Pour le moment, la priorité reste de parvenir à le faire se tenir tranquille, au moins pour que le cavalier puisse descendre. Persuadé qu'il va me falloir manier mes fluides en continu, je décide de renforcer ma magie. Tout en plongeant la main dans mon sac, effleurant la statuette de Gaïa au passage, je questionne ma voisine.
"
Vous avez l'air d'en savoir beaucoup sur les chevaux. Pouvez-vous me renseigner rapidement ?"

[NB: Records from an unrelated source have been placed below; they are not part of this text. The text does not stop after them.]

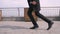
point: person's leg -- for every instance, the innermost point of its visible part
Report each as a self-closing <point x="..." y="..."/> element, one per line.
<point x="32" y="18"/>
<point x="45" y="19"/>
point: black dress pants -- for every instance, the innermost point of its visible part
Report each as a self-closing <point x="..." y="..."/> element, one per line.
<point x="30" y="10"/>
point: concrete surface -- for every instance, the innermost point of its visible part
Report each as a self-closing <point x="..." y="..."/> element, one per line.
<point x="21" y="27"/>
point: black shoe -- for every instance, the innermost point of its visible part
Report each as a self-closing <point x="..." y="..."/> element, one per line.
<point x="34" y="27"/>
<point x="50" y="25"/>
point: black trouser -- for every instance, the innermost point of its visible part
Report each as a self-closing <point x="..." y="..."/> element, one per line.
<point x="30" y="10"/>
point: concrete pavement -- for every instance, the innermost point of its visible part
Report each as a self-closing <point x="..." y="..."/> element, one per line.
<point x="21" y="27"/>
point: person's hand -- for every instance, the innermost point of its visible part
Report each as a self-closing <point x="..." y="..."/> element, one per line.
<point x="34" y="2"/>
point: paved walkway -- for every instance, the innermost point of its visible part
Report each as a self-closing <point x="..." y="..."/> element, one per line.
<point x="20" y="27"/>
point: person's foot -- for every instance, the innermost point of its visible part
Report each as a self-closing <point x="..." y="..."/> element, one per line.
<point x="34" y="27"/>
<point x="50" y="25"/>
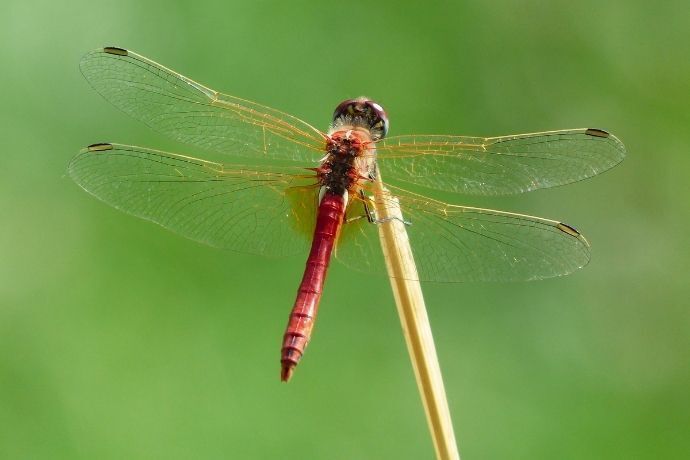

Je lui demande alors comment sont marqués les rangs dans les hardes, attrapant mon flacon contenant le fluide de lumière. Pendant que je l'écoute, j'avale le contenu du récipient. La douce chaleur qui parcourt mon sternum semble se renforcer encore dans ma poitrine. Chaque pulsation cardiaque me donne la sensation de faire suivre la lumière jusque dans chaque parcelle de mon être. D'ailleurs, en observant ma main valide, je vois se former de petites plaques dorées. Fait étrange, contrairement à ceux des précédents fluides que j'ai avalé, les effets de celui-ci semblent moins importants. Pourtant, lorsque je manipule ma magie pour créer un minuscule soleil sur ma paume, l'éclat de ce dernier est plus fort qu'avant.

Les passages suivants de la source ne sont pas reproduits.